"Are you being silly?" a school counselor at South Philadelphia's Andrew Jackson Elementary asked 7-year old Sebastian Gerena on May 23. Philly.com reports that the first-grader, who had been en route to the bathroom with a school aid, was walking down the hall with the aid and a counselor when he sat down on the floor and began making bird call noises before passing out.
Gerena did not respond, indicating to the counselor that the situation was far more grave than she initially presumed. Immediately, she called 911 and, within seven minutes, an ambulance was there to take Gerena, his 7th grade brother, a teacher, and the counselor to the hospital.
It was 2:30 p.m. when the counselor dialed for help. By 4:30 p.m., Gerena was dead.
In the aftermath of the tragedy, the school, parents, and 18 doctors at Children's Hospital of Philadelphia are attempting to grapple with what happened — especially since doctors were initially unsure of what led to the seemingly healthy child's death. While they later concluded the cause was a congenital heart defect, the momentarily mysterious death raised several other questions. Namely, the public began to question the implications of Gerena's death — since he initially fell ill at school — and whether or not a school nurse have been able to prevent the event.

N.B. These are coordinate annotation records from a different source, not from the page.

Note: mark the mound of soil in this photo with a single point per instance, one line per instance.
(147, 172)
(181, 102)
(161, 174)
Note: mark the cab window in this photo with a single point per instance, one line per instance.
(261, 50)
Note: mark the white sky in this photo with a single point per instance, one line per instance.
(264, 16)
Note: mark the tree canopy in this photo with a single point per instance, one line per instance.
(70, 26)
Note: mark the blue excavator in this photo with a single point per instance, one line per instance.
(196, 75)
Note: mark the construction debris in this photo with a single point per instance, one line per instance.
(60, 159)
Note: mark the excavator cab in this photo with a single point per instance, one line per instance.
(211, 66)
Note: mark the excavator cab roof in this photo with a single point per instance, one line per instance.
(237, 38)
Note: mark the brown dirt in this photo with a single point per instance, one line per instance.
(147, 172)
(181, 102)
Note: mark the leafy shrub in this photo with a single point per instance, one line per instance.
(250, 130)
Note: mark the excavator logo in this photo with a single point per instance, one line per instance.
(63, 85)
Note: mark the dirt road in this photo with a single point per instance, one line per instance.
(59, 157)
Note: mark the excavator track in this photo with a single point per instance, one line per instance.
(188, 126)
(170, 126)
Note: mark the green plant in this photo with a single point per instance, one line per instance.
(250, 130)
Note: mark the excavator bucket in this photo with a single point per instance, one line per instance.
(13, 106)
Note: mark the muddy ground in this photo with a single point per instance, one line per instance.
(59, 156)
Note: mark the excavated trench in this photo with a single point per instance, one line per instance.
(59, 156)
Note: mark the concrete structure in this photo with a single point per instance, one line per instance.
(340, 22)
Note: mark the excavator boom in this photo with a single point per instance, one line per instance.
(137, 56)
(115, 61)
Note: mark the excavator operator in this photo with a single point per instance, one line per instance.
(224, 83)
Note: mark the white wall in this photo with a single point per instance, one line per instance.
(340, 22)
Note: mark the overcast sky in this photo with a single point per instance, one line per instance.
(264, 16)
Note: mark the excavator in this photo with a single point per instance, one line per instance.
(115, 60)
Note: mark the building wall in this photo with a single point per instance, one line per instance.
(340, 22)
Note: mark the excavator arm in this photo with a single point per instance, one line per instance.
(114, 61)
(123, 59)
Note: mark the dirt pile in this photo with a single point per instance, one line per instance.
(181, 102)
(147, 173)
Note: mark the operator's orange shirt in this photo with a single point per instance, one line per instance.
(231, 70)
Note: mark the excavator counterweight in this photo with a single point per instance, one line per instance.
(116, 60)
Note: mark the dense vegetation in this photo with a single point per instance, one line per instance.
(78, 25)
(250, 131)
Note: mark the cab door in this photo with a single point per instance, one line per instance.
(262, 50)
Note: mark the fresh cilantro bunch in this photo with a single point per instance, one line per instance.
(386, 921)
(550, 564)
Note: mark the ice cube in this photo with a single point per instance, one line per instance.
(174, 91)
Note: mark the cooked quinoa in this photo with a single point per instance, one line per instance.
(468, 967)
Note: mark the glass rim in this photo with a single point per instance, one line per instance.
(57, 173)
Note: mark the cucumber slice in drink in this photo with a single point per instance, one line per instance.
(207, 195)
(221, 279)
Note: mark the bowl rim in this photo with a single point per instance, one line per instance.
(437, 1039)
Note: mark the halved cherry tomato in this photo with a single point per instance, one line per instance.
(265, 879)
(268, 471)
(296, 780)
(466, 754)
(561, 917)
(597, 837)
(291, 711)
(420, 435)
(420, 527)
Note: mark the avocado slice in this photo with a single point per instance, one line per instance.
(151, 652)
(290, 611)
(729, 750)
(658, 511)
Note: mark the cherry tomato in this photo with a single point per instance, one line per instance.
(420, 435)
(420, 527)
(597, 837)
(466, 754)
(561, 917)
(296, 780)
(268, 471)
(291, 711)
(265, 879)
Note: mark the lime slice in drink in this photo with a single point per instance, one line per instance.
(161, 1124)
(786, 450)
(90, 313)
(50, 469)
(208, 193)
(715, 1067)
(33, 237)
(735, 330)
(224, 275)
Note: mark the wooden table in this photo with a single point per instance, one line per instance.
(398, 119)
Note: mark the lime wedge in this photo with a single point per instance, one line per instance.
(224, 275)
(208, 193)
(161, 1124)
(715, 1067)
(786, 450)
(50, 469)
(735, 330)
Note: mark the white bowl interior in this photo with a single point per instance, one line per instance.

Andrew Jackson Elementary, a school within the fiscally strained Philadelphia School District, only has a school nurse on campus every Thursday and every other Friday. The principal Lisa Ciaranca-Kaplan told the Philadelphia Daily News that a nurse would not have "changed the outcome” — but not every is convinced.
This is not the first death the district has seen in the past year. In September, a 6th grade student died after having an asthma attack at school. No nurse was present there, either.
Philadelphia schools, which have seen a 40% reduction in school nurses over the course of the past two years, are not alone when it comes to a lack of school nurses. Currently in the U.S., 45% of K-12 schools have full-time nurses, 30% have a part-time nurse like Jackson Elementary did, and 25% have no nurse at all.
While demand for school nurses may be growing — especially with the rise of diabetes, anaphylactic food allergies, seizure disorders, asthma, obesity, and mental health issues — tight budgets typically result in nurses being some of the first to go.
Running counter to monetary shortage claims is a recent study in the Journal of American Medicine Association Pediatrics that contends nurses actually cut schools' costs. According to the study, for every dollar spent on school nurses, $2.20 is saved in medical costs and lost productivity from teachers and parents.
The study monitored 933 school nurses in the 2009-2010 school year and found that while the total cost of the nurses was $79 million, schools would have spent over $150 million without the nurses — including $129.1 million in teacher productivity losses.
This productivity loss is exactly what was seen at Jackson Elementary, where the entire school went on lockdown after Gerena lost consciousness. While the district's superintendent, William R. Hite Jr,. has commended the school for following protocol — dialing 911, placing the school on lockdown, and having a volunteer, who also happened to be a certified nurse, at the school giving Gerena CPR — others are skeptical. As one nurse in the district told the Philadelphia Inquirer, "That's no plan. That's just dumb luck."